When adding the variables to Oracle profile in the other node you will change the node name from ora1123-node1 to ora1123-node2

Configure SYSTEM parameters:
========================

All parameters should be same or greater on the OS:
----------------------------------------------------
# /sbin/sysctl -a | grep sem           #=> semaphore parameters (250 32000 100 142).
# /sbin/sysctl -a | grep shm           #=> shmmax, shmall, shmmni (536870912, 2097152, 4096).
# /sbin/sysctl -a | grep file-max     #=> (6815744).
# /sbin/sysctl -a | grep ip_local_port_range  #=> Minimum: 9000, Maximum: 65500
# /sbin/sysctl -a | grep rmem_default  #=> (262144).
# /sbin/sysctl -a | grep rmem_max      #=> (4194304).
# /sbin/sysctl -a | grep wmem_default #=> (262144).
# /sbin/sysctl -a | grep wmem_max     #=> (1048576).
# /sbin/sysctl -a | grep aio-max-nr    #=> (Minimum: 1048576) limits concurrent requests to avoid I/O Failures.

Note:
If the current value of any parameter is higher than the value listed above, then do not change the value of that parameter.
If you will change any parameter on /etc/sysctl.conf then issue the command: sysctl -p

Check limit.conf values:
vi /etc/security/limits.conf  

oracle   soft   nofile    131072
oracle   hard   nofile    131072
oracle   soft   nproc    131072
oracle   hard   nproc    131072
oracle   soft   core    unlimited
oracle   hard   core    unlimited
oracle   soft   memlock    50000000
oracle   hard   memlock    50000000
# Adjust MAX stack size for 11.2.0.3 => Original was 8192:
oracle   soft   stack    10240 

After updating limits.conf file, oracle user should logoff & logon to let the new adjustments take effect.

Ensure mounting /usr in READ-WRITE mode:
------------------------------------------------
# mount -o remount,rw /usr

>For security reasons Sys admins prefer to mount /usr in READ ONLY mode, during Oracle installation /usr must be in RW mode.

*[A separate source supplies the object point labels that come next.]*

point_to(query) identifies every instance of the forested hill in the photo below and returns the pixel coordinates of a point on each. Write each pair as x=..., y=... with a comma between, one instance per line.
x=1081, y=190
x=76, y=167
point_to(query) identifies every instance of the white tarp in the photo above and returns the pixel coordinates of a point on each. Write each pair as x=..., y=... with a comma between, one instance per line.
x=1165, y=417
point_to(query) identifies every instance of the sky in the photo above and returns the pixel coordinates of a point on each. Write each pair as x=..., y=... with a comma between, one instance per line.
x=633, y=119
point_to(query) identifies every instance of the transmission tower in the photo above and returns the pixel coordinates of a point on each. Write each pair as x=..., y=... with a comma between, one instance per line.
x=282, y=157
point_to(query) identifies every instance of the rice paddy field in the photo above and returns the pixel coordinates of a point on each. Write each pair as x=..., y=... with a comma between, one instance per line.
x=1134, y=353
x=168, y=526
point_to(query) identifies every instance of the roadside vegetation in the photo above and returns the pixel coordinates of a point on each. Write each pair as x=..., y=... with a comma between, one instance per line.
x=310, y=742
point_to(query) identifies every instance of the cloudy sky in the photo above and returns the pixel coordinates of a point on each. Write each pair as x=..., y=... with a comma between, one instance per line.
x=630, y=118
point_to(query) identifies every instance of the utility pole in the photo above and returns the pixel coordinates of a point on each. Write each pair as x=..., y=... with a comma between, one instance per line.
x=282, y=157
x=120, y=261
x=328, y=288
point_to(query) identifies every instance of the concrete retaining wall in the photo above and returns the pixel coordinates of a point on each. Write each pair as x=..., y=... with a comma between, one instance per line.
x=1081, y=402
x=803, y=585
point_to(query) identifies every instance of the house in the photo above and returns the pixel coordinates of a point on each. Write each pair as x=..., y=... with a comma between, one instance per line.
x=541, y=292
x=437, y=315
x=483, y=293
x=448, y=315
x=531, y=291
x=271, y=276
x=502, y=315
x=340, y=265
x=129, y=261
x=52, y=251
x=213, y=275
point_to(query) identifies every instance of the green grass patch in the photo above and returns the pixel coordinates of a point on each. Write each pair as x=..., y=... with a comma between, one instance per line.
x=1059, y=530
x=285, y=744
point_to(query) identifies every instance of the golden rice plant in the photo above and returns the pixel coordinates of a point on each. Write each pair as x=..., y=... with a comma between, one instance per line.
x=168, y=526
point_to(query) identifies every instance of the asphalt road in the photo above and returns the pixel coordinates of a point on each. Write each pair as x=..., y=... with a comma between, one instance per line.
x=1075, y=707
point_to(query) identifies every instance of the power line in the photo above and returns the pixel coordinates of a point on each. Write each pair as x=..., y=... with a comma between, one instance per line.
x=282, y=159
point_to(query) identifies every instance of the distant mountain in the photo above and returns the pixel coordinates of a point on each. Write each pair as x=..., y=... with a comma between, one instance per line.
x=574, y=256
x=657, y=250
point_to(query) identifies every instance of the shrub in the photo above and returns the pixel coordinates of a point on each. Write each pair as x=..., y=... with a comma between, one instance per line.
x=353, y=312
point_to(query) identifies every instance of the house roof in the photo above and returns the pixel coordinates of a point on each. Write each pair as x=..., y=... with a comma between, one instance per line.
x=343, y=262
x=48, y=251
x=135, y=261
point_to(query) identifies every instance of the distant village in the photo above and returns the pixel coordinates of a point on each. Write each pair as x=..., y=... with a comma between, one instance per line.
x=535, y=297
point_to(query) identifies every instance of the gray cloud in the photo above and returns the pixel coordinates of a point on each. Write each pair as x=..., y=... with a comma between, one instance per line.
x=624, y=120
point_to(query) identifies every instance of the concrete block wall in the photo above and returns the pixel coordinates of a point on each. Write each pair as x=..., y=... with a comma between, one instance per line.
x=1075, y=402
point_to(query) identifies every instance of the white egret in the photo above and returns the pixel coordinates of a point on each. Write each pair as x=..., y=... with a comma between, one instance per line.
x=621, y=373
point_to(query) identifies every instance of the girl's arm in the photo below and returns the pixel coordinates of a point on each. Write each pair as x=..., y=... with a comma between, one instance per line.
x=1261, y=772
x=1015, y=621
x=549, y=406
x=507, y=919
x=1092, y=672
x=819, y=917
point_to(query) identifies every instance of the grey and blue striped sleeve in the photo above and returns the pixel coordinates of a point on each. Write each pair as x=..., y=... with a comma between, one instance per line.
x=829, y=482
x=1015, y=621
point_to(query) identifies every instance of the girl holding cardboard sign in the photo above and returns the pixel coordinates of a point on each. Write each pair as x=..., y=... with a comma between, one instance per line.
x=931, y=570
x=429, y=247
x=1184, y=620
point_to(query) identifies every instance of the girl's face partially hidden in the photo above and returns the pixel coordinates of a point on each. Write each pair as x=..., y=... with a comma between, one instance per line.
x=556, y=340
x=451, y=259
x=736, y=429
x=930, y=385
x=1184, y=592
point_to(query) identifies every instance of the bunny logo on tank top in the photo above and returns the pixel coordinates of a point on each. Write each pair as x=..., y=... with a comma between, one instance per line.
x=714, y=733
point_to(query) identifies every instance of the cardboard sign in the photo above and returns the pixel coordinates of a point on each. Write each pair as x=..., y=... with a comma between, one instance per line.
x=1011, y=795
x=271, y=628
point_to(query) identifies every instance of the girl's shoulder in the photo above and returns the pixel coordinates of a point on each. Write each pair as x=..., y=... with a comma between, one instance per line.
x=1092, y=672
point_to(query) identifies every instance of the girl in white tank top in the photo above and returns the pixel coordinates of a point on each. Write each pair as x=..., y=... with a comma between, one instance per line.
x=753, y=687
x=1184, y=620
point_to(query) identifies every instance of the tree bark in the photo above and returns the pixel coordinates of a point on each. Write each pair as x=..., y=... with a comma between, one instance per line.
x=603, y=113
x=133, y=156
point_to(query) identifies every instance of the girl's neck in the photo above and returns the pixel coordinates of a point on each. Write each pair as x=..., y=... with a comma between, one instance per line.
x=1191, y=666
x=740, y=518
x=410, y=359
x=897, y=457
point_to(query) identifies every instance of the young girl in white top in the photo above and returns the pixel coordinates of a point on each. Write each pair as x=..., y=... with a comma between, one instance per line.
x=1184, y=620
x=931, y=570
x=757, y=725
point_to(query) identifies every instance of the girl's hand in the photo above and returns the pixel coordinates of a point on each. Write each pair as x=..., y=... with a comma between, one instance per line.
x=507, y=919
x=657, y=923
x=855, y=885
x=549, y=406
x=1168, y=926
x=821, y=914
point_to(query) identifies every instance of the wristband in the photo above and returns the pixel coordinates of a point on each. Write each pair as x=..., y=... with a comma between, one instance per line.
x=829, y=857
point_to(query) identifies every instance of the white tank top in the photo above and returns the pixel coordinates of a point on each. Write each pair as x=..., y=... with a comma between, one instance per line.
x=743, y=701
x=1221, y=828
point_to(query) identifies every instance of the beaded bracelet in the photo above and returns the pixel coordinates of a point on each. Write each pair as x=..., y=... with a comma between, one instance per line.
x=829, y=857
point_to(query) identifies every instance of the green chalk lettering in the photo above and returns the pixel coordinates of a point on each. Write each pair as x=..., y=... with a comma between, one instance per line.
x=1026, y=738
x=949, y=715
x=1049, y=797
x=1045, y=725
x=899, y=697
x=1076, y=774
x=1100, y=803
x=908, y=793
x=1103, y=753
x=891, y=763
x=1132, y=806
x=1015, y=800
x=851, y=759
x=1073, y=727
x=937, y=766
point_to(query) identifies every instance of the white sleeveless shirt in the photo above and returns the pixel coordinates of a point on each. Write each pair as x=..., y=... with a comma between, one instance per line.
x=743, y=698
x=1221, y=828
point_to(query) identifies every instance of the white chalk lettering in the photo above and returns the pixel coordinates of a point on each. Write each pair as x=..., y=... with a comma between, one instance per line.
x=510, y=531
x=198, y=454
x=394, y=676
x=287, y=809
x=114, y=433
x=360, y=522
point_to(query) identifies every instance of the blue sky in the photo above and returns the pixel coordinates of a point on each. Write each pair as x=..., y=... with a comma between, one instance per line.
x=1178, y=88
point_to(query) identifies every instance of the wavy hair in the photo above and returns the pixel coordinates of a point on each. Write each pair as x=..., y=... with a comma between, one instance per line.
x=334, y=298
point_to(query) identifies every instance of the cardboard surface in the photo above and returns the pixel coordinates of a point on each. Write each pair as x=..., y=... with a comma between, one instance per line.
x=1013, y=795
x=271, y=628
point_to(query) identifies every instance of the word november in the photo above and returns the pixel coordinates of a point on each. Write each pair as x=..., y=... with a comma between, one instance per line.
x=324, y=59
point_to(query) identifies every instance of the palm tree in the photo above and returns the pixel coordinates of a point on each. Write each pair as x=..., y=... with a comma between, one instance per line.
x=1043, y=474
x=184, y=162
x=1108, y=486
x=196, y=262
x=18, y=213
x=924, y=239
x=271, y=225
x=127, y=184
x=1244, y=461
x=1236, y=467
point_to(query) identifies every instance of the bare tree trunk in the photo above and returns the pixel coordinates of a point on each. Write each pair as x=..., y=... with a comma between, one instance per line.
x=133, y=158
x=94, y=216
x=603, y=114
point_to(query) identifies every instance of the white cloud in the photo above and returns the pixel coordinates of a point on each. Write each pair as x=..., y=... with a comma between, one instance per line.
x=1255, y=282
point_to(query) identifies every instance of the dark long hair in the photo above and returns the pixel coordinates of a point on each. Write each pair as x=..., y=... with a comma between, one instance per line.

Restart the internet services daemon (xinetd):
----------------------------------------------
# service xinetd restart

Edit the /etc/securetty file and append it with the relevant service name:
------------------------------------------------------------------------
ftp
rlogin
rsh
rexec
telnet

Create ".rhosts" file:
This file will provide user equivalence between the servers, should be create under Oracle user home:
su - oracle
cd
vi .rhosts
# Add the following lines
ora1123-node1 oracle
ora1123-node2 oracle
ora1123-node1-priv oracle
ora1123-node2-priv oracle
ora1123-node1-vip oracle
ora1123-node2-vip oracle

Create hosts.equiv file:
vi /etc/hosts.equiv
#add these lines:
ora1123-node1 oracle
ora1123-node2 oracle
ora1123-node1-priv oracle
ora1123-node2-priv oracle
ora1123-node1-vip  oracle
ora1123-node2-vip  oracle

chmod 600 /etc/hosts.equiv
chown root.root /etc/hosts.equiv

Configure Host equivalence between Nodes:
-----------------------------------------------
on Both Nodes:
----------------
mkdir -p cd /home/oracle/.ssh
cd /home/oracle/.ssh
ssh-keygen -t rsa
ssh-keygen -t dsa

cat id_rsa.pub > authorized_keys
cat id_dsa.pub >> authorized_keys

On Node1:
cd /home/oracle/.ssh
scp authorized_keys oracle@ora1123-node2:/home/oracle/.ssh/authorized_keys_nod1

on Node2:
cd /home/oracle/.ssh
mv authorized_keys_nod1 authorized_keys

cat id_rsa.pub >> authorized_keys
cat id_dsa.pub >> authorized_keys

Copy the authorized_keys file to Node1:
scp authorized_keys oracle@ora1123-node1:/home/oracle/.ssh/


From Node1: Answer each question with "yes"
ssh ora1123-node1 date
ssh ora1123-node2 date
ssh n1 date
ssh n2 date
ssh ora1123-node1-priv date
ssh ora1123-node2-priv date

From Node2: Answer each question with "yes"
ssh ora1123-node1 date
ssh ora1123-node2 date
ssh n1 date
ssh n2 date
ssh ora1123-node1-priv date
ssh ora1123-node2-priv date

Enable rsh on both Nodes:
------------------------------
First verify that rsh & rsh-server packages are installed

rpm -qa|grep rsh

rsh-server-0.17-40.el5
rsh-0.17-40.el5

If the packages are not installed install them:
you can find rsh package in CD1 under "Server" directory
you can find rsh-server package in CD3 under "Server" directory

Add rsh to PAM:
------------------
vi /etc/pam.d/rsh:
#Add the following line
auth sufficient pam_rhosts_auth.so no_hosts_equiv


Enable xinetd service:
--------------------
vi /etc/xinetd.d/rsh
#Modify this line:
disable=no

-Test rsh connectivity between the cluster nodes:
From Node1: rsh n2 date
From Node2: rsh n1 date

Enable rlogin:
---------------
vi /etc/xinetd.d/rlogin
#add this line:
disable=no

Configure Hangcheck-timer:
------------------------------
If a hang occur on a node the module will reboot it to avoid the database corruption.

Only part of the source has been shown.